Friday, April 13, 2012

Monkey Bill, Creation, and Evolution



Rachel Held Evans has written a passionate post on her blog that addresses Tennessee's "Monkey Bill" and the need for Christians to engage intelligently with science, particularly in the young earth/evolution concerns. It’s worth reading. I really like her work.

It caused me to think about something this morning: The destruction to the Bible’s creation account in Genesis 1-2 was not brought about by scientists; it was brought about by the folks who demanded that these opening chapters of the Bible were intended to scientifically explain where everything came from. In other words, it came from the very religious folks who intended to preserve the faith.

I say this because the creation account in Genesis is not scientific; it is theological. It takes a fairly common, iron-age view of the cosmos (with the earth as relatively flat, covered by a celestial dome punctuated by greater and lesser lights) and reframes it as a theological narrative.

Keep in mind that the first hearers of this story were not ancient biology students trying to understand first beginnings. They were people formed generationally by the slave culture of Egypt, a place where the dominant deity was the sun god, Ra (personified by the Pharaoh). In the Exodus story, the ancient Hebrews encounter Yahweh as their redeemer. Through Moses, this mysterious God rescues the people from the bonds of the Pharaoh.

The Genesis creation account then makes a startling claim: This redeemer God is no territorial deity, not the toughest of the pantheon who was able to beat the god of Egypt. No, this redeemer God is also the creator God—and there is only one God. To make the point even sharper, the sun itself is demoted to the fourth day of creation. Things actually get along pretty well in the emerging world before the sun even shows up on the scene.

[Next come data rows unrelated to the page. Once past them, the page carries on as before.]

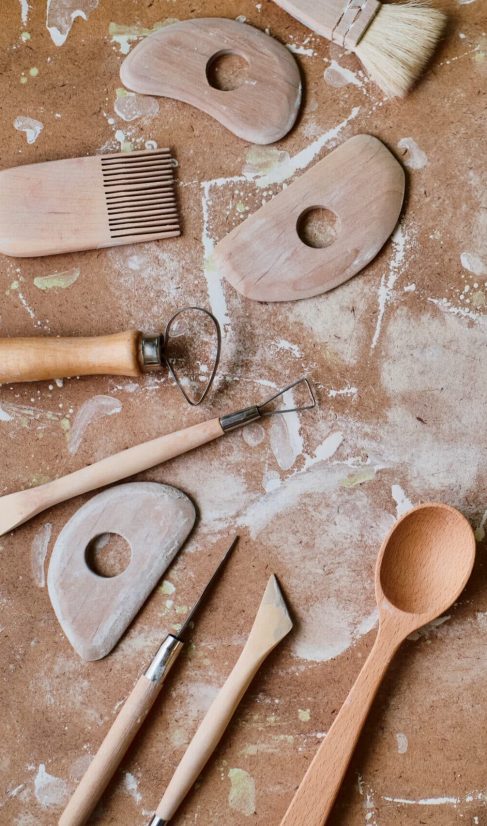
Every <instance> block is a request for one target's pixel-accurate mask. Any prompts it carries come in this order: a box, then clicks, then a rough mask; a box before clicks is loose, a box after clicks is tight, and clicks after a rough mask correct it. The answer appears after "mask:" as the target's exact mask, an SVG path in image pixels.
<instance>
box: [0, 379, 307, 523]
mask: <svg viewBox="0 0 487 826" xmlns="http://www.w3.org/2000/svg"><path fill="white" fill-rule="evenodd" d="M298 385H303V386H305V387H306V388H307V390H308V391H309V395H310V403H309V404H307V405H302V406H300V407H299V408H297V407H293V408H291V409H287V410H281V409H279V410H270V409H269V404H270V403H271V402H274V400H275V399H276V398H277V397H279V396H282V394H284V393H286V392H287V391H288V390H291V389H293V388H294V387H297V386H298ZM315 405H316V401H315V399H314V396H313V391H312V388H311V384H310V382H309V381H308V379H306V378H301V379H298V381H296V382H293V383H292V384H290V385H288V386H287V387H285V388H283V389H282V390H281V391H279V393H276V394H275V395H274V396H272V397H271V398H270V399H267V401H266V402H264V404H260V405H252V406H250V407H246V408H244V409H243V410H237V411H235V412H233V413H228V414H226V415H225V416H221V417H220V418H214V419H210V420H209V421H206V422H201V423H200V424H196V425H193V426H192V427H186V428H184V429H183V430H178V431H176V432H175V433H168V434H167V435H166V436H160V437H159V438H158V439H152V440H151V441H150V442H143V443H142V444H140V445H136V446H135V447H129V448H127V449H126V450H122V451H121V452H120V453H116V454H115V455H114V456H109V457H107V458H106V459H101V460H100V461H99V462H95V463H94V464H92V465H88V466H87V467H84V468H81V470H76V471H74V473H70V474H68V475H67V476H63V477H61V478H59V479H55V480H54V481H52V482H46V484H44V485H39V486H38V487H35V488H30V489H28V490H22V491H18V492H17V493H10V494H8V495H7V496H2V497H0V536H1V535H2V534H4V533H7V532H8V531H11V530H13V528H16V527H17V525H21V524H22V523H23V522H26V521H27V520H28V519H31V518H32V517H33V516H35V515H36V514H38V513H41V511H43V510H45V509H46V508H50V507H51V506H52V505H57V504H58V503H59V502H65V501H66V499H71V498H72V497H73V496H79V495H80V494H82V493H88V491H90V490H95V489H96V488H101V487H104V486H105V485H110V484H112V483H113V482H118V481H119V480H120V479H124V478H126V477H127V476H133V475H134V474H136V473H141V472H142V471H143V470H147V469H148V468H151V467H154V466H155V465H159V464H161V463H162V462H167V461H169V459H174V457H175V456H180V455H181V454H182V453H187V452H188V451H189V450H194V448H196V447H200V445H204V444H206V443H207V442H211V441H213V439H217V438H218V437H219V436H223V435H224V434H225V433H228V432H229V431H231V430H235V428H237V427H243V426H244V425H247V424H250V423H251V422H255V421H257V420H258V419H260V418H261V416H270V415H273V413H277V412H279V413H286V412H293V411H294V410H298V409H299V410H308V409H311V408H313V407H315Z"/></svg>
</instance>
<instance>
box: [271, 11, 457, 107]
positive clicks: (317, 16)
mask: <svg viewBox="0 0 487 826" xmlns="http://www.w3.org/2000/svg"><path fill="white" fill-rule="evenodd" d="M275 2H276V3H277V5H278V6H281V8H283V9H285V11H287V12H288V13H289V14H291V15H292V16H293V17H295V18H296V20H299V21H300V22H301V23H303V24H304V25H305V26H308V28H310V29H312V30H313V31H315V32H317V34H321V35H323V37H326V38H327V39H328V40H331V41H332V42H333V43H337V44H338V45H339V46H343V47H345V49H349V50H351V51H354V52H355V54H356V55H357V57H358V58H359V59H360V60H361V61H362V63H363V65H364V68H365V69H366V71H367V72H368V74H369V75H370V77H371V78H372V80H374V81H375V83H377V85H378V86H380V87H381V89H383V91H384V92H385V93H386V94H387V95H390V96H391V97H393V96H399V97H402V96H404V95H405V94H407V92H409V90H410V89H411V87H412V86H413V85H414V83H415V82H416V81H417V79H418V77H419V76H420V74H421V73H422V72H423V70H424V69H425V67H426V65H427V63H428V61H429V60H430V58H431V56H432V54H433V52H434V51H435V49H436V47H437V45H438V42H439V40H440V37H441V35H442V34H443V32H444V29H445V26H446V20H447V18H446V16H445V15H444V14H443V12H441V11H438V9H434V8H432V7H431V6H429V5H428V4H427V3H417V2H411V3H403V4H400V3H386V4H385V5H383V4H382V3H379V2H378V0H320V2H319V3H318V2H317V0H275Z"/></svg>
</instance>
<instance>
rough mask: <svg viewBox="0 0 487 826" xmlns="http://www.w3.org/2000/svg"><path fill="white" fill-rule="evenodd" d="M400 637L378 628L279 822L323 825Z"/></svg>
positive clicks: (335, 794) (395, 648) (398, 644)
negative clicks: (334, 717)
mask: <svg viewBox="0 0 487 826" xmlns="http://www.w3.org/2000/svg"><path fill="white" fill-rule="evenodd" d="M400 642H401V639H397V638H396V635H395V634H393V635H391V634H389V633H386V629H385V628H384V629H383V630H382V629H379V633H378V635H377V638H376V641H375V643H374V646H373V648H372V650H371V652H370V654H369V656H368V658H367V660H366V662H365V663H364V666H363V668H362V670H361V672H360V674H359V675H358V677H357V680H356V682H355V684H354V686H353V687H352V689H351V691H350V693H349V695H348V697H347V699H346V700H345V702H344V704H343V706H342V707H341V709H340V711H339V713H338V716H337V717H336V718H335V721H334V723H333V725H332V727H331V728H330V730H329V732H328V734H327V735H326V737H325V739H324V740H323V742H322V744H321V746H320V748H319V749H318V751H317V753H316V755H315V757H314V759H313V761H312V762H311V764H310V766H309V768H308V771H307V772H306V774H305V776H304V778H303V780H302V781H301V784H300V786H299V788H298V790H297V792H296V794H295V795H294V797H293V799H292V801H291V805H290V806H289V808H288V810H287V812H286V814H285V815H284V818H283V819H282V821H281V826H303V824H306V826H323V824H324V823H326V820H327V818H328V816H329V814H330V812H331V810H332V808H333V804H334V802H335V798H336V796H337V794H338V791H339V789H340V786H341V783H342V780H343V778H344V775H345V773H346V771H347V767H348V764H349V762H350V758H351V756H352V754H353V751H354V749H355V746H356V744H357V740H358V738H359V736H360V732H361V730H362V727H363V725H364V723H365V720H366V718H367V714H368V712H369V710H370V707H371V705H372V703H373V700H374V697H375V695H376V693H377V690H378V688H379V686H380V684H381V681H382V678H383V676H384V673H385V671H386V670H387V667H388V665H389V663H390V661H391V659H392V657H393V656H394V653H395V651H396V650H397V648H398V646H399V644H400Z"/></svg>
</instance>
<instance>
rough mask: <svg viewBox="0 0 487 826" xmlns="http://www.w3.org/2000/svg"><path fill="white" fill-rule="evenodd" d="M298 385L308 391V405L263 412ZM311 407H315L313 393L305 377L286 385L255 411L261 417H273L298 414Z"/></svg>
mask: <svg viewBox="0 0 487 826" xmlns="http://www.w3.org/2000/svg"><path fill="white" fill-rule="evenodd" d="M299 384H304V385H305V386H306V389H307V391H308V394H309V397H310V401H309V403H308V404H303V405H297V406H296V407H286V408H284V409H281V408H278V409H277V410H265V408H266V407H268V406H269V405H270V404H272V402H273V401H275V400H276V399H278V398H279V396H284V394H285V393H287V392H288V390H292V389H293V388H294V387H297V386H298V385H299ZM313 407H316V397H315V394H314V392H313V388H312V386H311V382H310V380H309V379H308V378H307V377H306V376H302V377H301V378H300V379H297V380H296V381H293V382H292V383H291V384H288V385H287V387H283V388H282V390H279V392H278V393H275V394H274V395H273V396H271V397H270V399H267V401H265V402H263V404H258V405H257V409H258V411H259V413H260V415H261V416H274V415H275V414H276V413H300V412H301V411H302V410H312V409H313Z"/></svg>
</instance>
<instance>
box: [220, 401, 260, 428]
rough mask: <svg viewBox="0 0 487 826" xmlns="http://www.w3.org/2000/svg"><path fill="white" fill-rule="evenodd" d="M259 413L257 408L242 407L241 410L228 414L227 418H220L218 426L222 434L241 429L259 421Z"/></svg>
mask: <svg viewBox="0 0 487 826" xmlns="http://www.w3.org/2000/svg"><path fill="white" fill-rule="evenodd" d="M260 417H261V413H260V410H259V408H258V407H257V406H255V405H254V406H253V407H244V409H243V410H236V411H235V413H228V415H227V416H222V417H221V419H220V425H221V428H222V430H223V432H224V433H227V432H228V431H229V430H235V429H236V428H237V427H243V426H244V425H246V424H250V423H251V422H255V421H257V419H260Z"/></svg>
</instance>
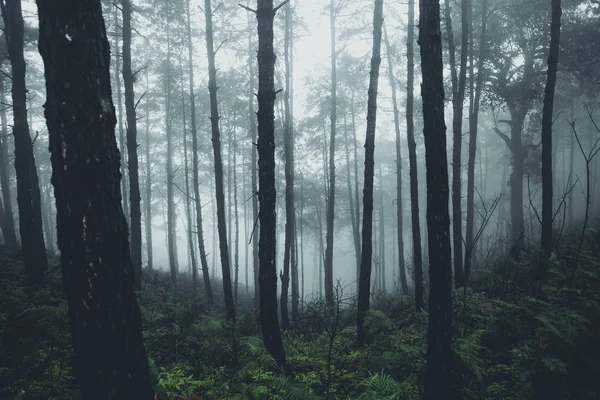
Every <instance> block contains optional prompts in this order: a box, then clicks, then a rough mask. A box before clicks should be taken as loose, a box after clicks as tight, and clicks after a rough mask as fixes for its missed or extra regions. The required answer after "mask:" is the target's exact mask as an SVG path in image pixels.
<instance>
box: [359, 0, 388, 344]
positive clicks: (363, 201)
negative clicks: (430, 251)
mask: <svg viewBox="0 0 600 400" xmlns="http://www.w3.org/2000/svg"><path fill="white" fill-rule="evenodd" d="M382 25H383V0H375V7H374V10H373V54H372V56H371V72H370V79H369V95H368V102H367V133H366V139H365V183H364V187H365V189H364V192H363V193H364V195H363V226H362V251H361V262H360V283H359V289H358V315H357V319H356V331H357V341H358V344H359V345H361V346H362V345H363V344H364V343H365V339H366V337H365V329H364V322H365V313H366V312H367V311H368V310H369V300H370V293H369V289H370V287H371V256H372V252H373V241H372V234H373V179H374V175H375V160H374V157H375V128H376V125H377V122H376V119H377V87H378V84H379V66H380V64H381V29H382V28H381V27H382Z"/></svg>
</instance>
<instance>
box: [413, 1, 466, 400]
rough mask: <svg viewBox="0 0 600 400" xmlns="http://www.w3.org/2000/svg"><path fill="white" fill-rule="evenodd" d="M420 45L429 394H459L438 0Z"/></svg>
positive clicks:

The screaming and yelling about the need for Genesis 1-2 to be a literal, cosmological description of creation, one that trumps all scientific inquiry and discovery, allows the theological significance and beauty of the text to be ignored. This is a tragic loss.

The argument actually rests on the demand that the account in Genesis must be taken literally, or else the Bible isn’t the real word of God. People really need to work on this demand. Truth is not necessarily conveyed in terms of scientific fact; it is often conveyed in story (think of Jesus’ parables) and song (think of the Psalms). The biblical creation account is part of that great, ancient genre of story telling.

We really need to think about what we’re trading off in these debates.